Novel non-invasive machine learning algorithms may improve accuracy and reduce the need for biopsy when diagnosing idiopathic pulmonary fibrosis (IPF). We conducted a cost-effectiveness analysis of diagnostic strategies for IPF.
We developed a decision analytic model to evaluate diagnostic strategies for IPF in the United States. To assess the full spectrum of costs and benefits, we compared four interventions: a machine learning diagnostic algorithm, a genomic classifier, a biopsy-all strategy, and a treat-all strategy. The analysis was conducted from the health sector perspective with a lifetime horizon. The primary outcome measures were costs, Quality-Adjusted Life-Years (QALYs) gained, and Incremental Cost-Effectiveness Ratios (ICERs) based on the average of 10,000 probabilistic runs of the model.
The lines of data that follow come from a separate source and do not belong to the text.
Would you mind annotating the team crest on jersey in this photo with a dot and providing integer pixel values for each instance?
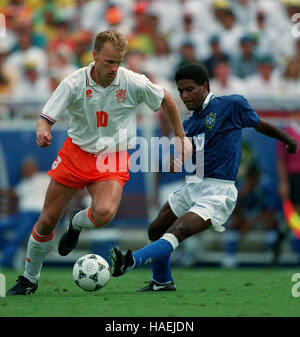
(210, 120)
(121, 95)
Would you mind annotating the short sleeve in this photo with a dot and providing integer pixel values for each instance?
(243, 115)
(57, 103)
(150, 93)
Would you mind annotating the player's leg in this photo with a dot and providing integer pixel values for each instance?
(188, 224)
(161, 223)
(106, 196)
(161, 268)
(39, 243)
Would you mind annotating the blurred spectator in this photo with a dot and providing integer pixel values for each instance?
(31, 93)
(61, 61)
(8, 77)
(188, 32)
(223, 82)
(244, 63)
(162, 62)
(265, 82)
(25, 51)
(216, 55)
(289, 165)
(30, 193)
(139, 38)
(231, 32)
(244, 11)
(187, 54)
(34, 87)
(46, 19)
(288, 168)
(252, 209)
(266, 37)
(62, 38)
(82, 48)
(289, 84)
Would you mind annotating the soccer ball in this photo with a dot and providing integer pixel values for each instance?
(91, 272)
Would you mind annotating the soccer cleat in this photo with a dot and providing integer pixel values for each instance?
(120, 261)
(22, 287)
(70, 238)
(154, 286)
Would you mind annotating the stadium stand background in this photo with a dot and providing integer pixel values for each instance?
(246, 45)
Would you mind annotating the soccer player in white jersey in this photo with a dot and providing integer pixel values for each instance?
(100, 101)
(208, 197)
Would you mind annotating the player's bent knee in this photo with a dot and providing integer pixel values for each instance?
(45, 225)
(103, 216)
(153, 234)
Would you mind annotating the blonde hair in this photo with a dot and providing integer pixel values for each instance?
(118, 40)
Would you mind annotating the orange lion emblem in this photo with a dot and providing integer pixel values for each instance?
(121, 95)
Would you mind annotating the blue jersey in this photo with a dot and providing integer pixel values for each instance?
(220, 125)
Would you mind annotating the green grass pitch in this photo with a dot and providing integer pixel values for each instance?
(201, 292)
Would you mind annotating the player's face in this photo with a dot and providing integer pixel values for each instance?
(107, 62)
(192, 94)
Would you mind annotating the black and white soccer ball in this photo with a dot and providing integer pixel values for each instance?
(91, 272)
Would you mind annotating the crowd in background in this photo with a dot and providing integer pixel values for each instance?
(247, 45)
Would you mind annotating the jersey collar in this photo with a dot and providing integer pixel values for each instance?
(90, 82)
(208, 99)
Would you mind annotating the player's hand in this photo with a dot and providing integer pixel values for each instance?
(284, 190)
(292, 146)
(43, 138)
(184, 148)
(175, 164)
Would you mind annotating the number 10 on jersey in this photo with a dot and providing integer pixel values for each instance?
(102, 118)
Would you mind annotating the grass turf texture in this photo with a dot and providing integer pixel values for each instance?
(200, 292)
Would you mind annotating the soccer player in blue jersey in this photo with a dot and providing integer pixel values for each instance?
(202, 202)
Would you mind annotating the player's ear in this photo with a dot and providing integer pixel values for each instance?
(95, 54)
(205, 86)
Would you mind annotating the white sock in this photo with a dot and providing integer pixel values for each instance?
(83, 220)
(37, 249)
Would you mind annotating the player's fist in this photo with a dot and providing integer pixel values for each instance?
(43, 138)
(174, 164)
(184, 147)
(292, 146)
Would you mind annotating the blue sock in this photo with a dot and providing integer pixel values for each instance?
(161, 269)
(160, 249)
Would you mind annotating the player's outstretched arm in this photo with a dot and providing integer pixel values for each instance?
(43, 133)
(183, 144)
(275, 132)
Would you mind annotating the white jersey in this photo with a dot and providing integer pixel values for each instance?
(102, 118)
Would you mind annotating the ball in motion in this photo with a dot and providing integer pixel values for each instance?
(91, 272)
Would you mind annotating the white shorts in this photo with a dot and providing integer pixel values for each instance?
(210, 198)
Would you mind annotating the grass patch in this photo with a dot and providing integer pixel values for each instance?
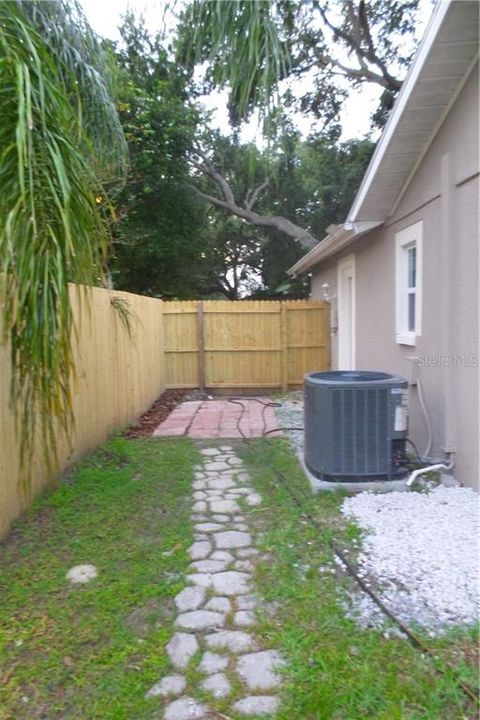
(92, 651)
(337, 671)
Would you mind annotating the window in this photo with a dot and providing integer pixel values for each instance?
(408, 284)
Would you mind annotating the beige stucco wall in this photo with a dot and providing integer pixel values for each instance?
(443, 194)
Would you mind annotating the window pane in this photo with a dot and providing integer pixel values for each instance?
(412, 267)
(411, 312)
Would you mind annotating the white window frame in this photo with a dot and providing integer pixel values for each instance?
(408, 238)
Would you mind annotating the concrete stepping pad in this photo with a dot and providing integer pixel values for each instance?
(213, 663)
(218, 685)
(168, 686)
(209, 527)
(231, 539)
(244, 618)
(219, 604)
(257, 705)
(258, 670)
(236, 641)
(199, 550)
(208, 566)
(190, 598)
(181, 648)
(231, 582)
(200, 620)
(186, 708)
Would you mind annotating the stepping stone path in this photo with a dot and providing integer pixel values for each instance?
(216, 612)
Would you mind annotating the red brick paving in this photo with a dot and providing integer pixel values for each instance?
(219, 419)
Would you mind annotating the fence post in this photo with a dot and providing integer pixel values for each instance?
(201, 345)
(284, 345)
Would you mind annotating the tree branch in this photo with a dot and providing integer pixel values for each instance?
(252, 197)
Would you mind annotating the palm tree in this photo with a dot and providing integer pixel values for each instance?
(62, 151)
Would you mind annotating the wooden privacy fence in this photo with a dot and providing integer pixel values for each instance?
(170, 344)
(245, 344)
(119, 375)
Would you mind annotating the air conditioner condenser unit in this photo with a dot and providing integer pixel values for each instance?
(356, 426)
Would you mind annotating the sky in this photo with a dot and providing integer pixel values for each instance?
(105, 17)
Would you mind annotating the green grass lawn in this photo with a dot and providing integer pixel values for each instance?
(337, 671)
(91, 652)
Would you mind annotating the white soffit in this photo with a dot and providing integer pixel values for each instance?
(445, 54)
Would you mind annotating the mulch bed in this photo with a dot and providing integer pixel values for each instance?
(160, 410)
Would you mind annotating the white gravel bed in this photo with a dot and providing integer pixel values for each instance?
(290, 415)
(422, 551)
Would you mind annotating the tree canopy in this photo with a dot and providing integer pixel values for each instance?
(251, 46)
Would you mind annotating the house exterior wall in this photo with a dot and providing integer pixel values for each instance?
(443, 193)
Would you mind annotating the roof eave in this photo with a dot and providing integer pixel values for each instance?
(340, 237)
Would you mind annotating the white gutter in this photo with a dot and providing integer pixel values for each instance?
(340, 237)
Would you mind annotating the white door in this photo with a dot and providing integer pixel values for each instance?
(346, 313)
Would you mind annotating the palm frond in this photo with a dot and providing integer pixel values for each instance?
(51, 227)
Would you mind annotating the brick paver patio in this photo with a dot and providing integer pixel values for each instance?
(220, 419)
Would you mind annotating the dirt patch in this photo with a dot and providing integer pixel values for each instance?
(160, 410)
(146, 618)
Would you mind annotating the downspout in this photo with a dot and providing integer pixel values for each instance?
(448, 263)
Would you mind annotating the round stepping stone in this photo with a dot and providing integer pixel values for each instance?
(81, 574)
(223, 506)
(181, 648)
(218, 604)
(199, 517)
(216, 466)
(246, 602)
(200, 620)
(199, 550)
(210, 451)
(231, 582)
(236, 641)
(231, 539)
(244, 618)
(222, 555)
(257, 670)
(202, 579)
(243, 566)
(257, 705)
(200, 506)
(220, 483)
(213, 663)
(208, 527)
(190, 599)
(246, 552)
(218, 685)
(208, 566)
(170, 685)
(186, 709)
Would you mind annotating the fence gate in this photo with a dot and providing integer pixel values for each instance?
(245, 344)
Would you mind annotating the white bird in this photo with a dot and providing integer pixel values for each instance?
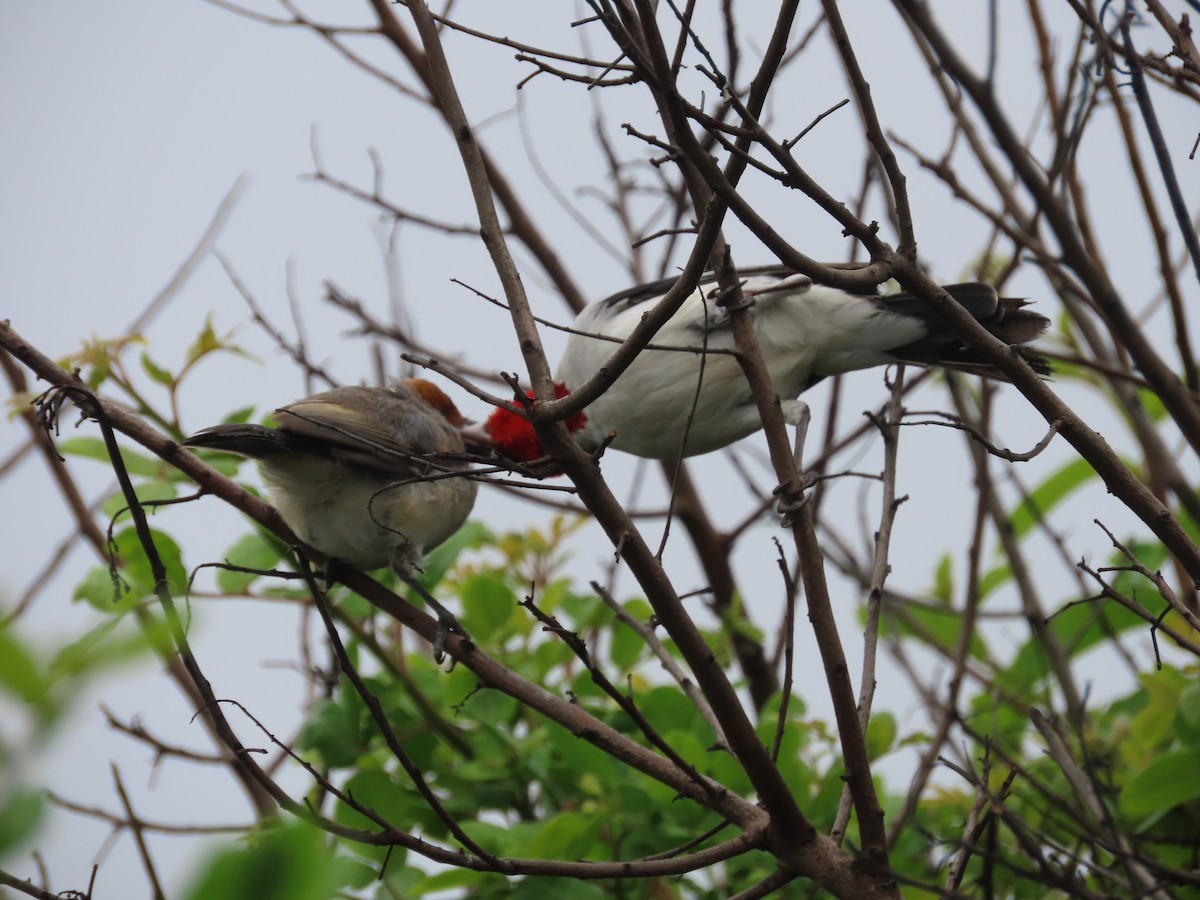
(807, 331)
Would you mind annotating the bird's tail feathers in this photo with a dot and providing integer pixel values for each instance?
(245, 439)
(1005, 317)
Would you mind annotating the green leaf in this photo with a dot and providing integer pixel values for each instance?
(18, 669)
(145, 491)
(943, 580)
(282, 863)
(487, 604)
(99, 591)
(19, 816)
(239, 415)
(137, 567)
(439, 559)
(881, 735)
(1049, 493)
(627, 646)
(1164, 784)
(334, 730)
(155, 371)
(994, 579)
(1187, 715)
(251, 551)
(568, 835)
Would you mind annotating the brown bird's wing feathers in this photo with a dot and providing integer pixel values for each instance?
(405, 436)
(333, 424)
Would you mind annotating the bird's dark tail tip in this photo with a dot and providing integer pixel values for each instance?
(1005, 317)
Compared to a biopsy-all strategy the machine learning algorithm and genomic classifer reduced diagnostic-related costs by $14,876 and $3,884, respectively. Use of the machine learning algorithm consistently reduced diagnostic costs. When including downstream treatment costs and benefits of anti-fibrotic treatment, the machine learning algorithm had an ICER of $331,069 per QALY gained compared to the biopsy-all strategy. The genomic classifier had a higher ICER of $390,043 per QALY gained, while the treat-all strategy had the highest ICER of $3,245,403 per QALY gained. Results were sensitive to changes in various input parameters including IPF treatment costs, sensitivity and specificity of novel screening tools, and the rate of additional diagnostics following inconclusive results. High treatment costs were found to drive overall cost regardless of the diagnostic method. As treatment costs lowered, the supplemental diagnostic tools became increasingly cost-effective.
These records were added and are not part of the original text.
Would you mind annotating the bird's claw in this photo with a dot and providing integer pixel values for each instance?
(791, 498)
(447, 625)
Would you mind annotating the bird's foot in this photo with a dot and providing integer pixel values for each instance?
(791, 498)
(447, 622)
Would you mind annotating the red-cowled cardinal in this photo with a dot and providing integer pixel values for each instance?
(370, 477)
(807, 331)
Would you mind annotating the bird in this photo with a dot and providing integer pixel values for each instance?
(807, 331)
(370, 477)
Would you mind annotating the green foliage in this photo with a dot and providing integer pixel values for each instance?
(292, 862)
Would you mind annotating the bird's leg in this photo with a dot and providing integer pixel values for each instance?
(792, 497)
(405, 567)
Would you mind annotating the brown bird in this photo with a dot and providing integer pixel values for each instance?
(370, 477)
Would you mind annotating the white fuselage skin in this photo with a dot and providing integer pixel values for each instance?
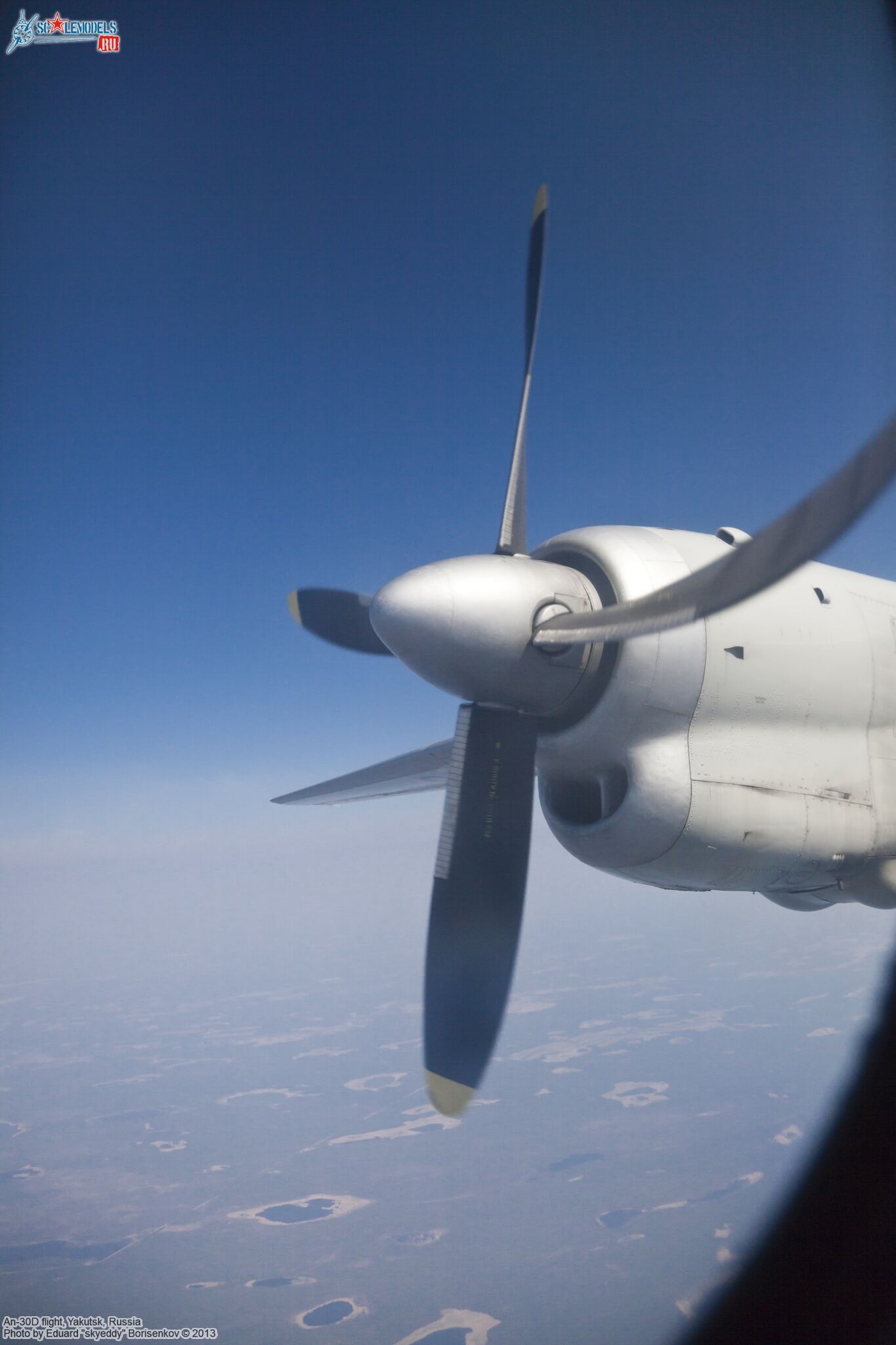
(753, 749)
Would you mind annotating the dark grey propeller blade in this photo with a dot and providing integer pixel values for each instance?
(337, 617)
(782, 546)
(512, 536)
(477, 899)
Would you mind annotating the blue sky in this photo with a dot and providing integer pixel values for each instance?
(263, 307)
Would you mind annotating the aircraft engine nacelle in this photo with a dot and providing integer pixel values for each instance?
(731, 753)
(616, 785)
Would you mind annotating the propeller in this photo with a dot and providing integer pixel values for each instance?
(339, 618)
(494, 630)
(477, 899)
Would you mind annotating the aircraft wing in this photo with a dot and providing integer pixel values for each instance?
(414, 772)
Novel tools for diagnosing IPF reduced diagnostic costs, while overall incremental cost-effectiveness ratios were high due to treatment costs. New IPF diagnosis approaches may become more favourable with lower-cost treatments for IPF.
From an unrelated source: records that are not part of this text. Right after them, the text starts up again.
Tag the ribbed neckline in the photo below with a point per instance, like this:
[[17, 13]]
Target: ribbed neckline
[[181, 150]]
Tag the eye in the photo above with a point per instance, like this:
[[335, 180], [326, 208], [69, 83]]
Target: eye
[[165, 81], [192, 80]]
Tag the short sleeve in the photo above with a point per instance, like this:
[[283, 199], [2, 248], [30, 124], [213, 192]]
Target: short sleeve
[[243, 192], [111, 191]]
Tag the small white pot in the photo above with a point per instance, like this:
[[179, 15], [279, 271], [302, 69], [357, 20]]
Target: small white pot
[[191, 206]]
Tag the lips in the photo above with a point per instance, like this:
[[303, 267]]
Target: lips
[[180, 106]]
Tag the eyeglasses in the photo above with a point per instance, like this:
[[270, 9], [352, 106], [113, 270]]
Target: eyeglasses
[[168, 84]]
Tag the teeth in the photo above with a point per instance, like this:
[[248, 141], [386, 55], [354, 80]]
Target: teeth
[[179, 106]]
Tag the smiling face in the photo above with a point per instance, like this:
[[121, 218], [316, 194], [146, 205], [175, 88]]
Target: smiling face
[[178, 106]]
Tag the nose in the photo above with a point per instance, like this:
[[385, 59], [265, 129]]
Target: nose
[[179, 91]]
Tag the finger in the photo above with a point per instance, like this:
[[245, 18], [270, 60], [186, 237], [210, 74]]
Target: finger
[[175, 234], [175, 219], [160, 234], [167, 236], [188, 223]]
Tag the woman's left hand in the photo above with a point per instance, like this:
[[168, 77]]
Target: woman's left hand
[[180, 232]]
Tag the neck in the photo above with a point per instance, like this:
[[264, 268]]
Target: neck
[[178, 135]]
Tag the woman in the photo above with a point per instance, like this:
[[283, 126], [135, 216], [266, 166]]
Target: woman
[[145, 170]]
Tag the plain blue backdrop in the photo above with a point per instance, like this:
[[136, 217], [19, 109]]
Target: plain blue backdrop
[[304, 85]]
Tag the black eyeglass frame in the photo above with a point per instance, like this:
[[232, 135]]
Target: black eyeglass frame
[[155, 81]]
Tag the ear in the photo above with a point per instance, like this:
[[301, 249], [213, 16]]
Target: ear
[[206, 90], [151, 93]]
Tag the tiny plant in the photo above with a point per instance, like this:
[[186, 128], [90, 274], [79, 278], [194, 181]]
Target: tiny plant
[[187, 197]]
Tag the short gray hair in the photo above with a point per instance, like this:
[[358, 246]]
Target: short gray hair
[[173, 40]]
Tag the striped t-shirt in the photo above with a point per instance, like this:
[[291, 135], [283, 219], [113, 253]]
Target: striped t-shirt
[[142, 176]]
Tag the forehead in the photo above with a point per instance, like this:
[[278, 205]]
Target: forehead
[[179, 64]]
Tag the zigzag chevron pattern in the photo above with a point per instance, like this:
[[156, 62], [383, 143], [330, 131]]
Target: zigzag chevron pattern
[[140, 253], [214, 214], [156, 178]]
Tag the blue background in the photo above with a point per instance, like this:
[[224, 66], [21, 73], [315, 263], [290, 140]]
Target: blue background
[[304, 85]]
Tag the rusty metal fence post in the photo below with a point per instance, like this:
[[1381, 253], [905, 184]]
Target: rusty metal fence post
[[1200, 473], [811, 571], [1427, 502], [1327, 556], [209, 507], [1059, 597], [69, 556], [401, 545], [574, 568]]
新型非侵入性机器学习算法可能提高特发性肺纤维化(IPF)诊断的准确性并减少活检需求。我们对IPF的诊断策略进行了成本效益分析。
我们开发了一个决策分析模型,以评估美国IPF的诊断策略。为了评估成本和效益的全貌,我们比较了四种干预措施:机器学习诊断算法、基因组分类器、全活检策略和全治疗策略。分析从卫生部门的角度进行,为期一生。主要结果指标是成本、获得的质量调整生命年(QALY)以及基于该模型10,000次概率运行平均值的增量成本效益比(ICER)。
与全活检策略相比,机器学习算法和基因组分类器分别将诊断相关成本降低了14,876美元和3,884美元。使用机器学习算法持续降低了诊断成本。当纳入下游治疗成本和抗纤维化治疗的效益时,与全活检策略相比,机器学习算法每获得一个QALY的ICER为331,069美元。基因组分类器每获得一个QALY的ICER更高,为390,043美元,而全治疗策略每获得一个QALY的ICER最高,为3,245,403美元。结果对各种输入参数的变化敏感,包括IPF治疗成本、新型筛查工具的敏感性和特异性以及不确定结果后的额外诊断率。发现高治疗成本驱动了总体成本,而与诊断方法无关。随着治疗成本降低,补充诊断工具变得越来越具有成本效益。
用于诊断IPF的新型工具降低了诊断成本,而由于治疗成本,总体增量成本效益比很高。随着IPF治疗成本降低,新的IPF诊断方法可能会变得更有利。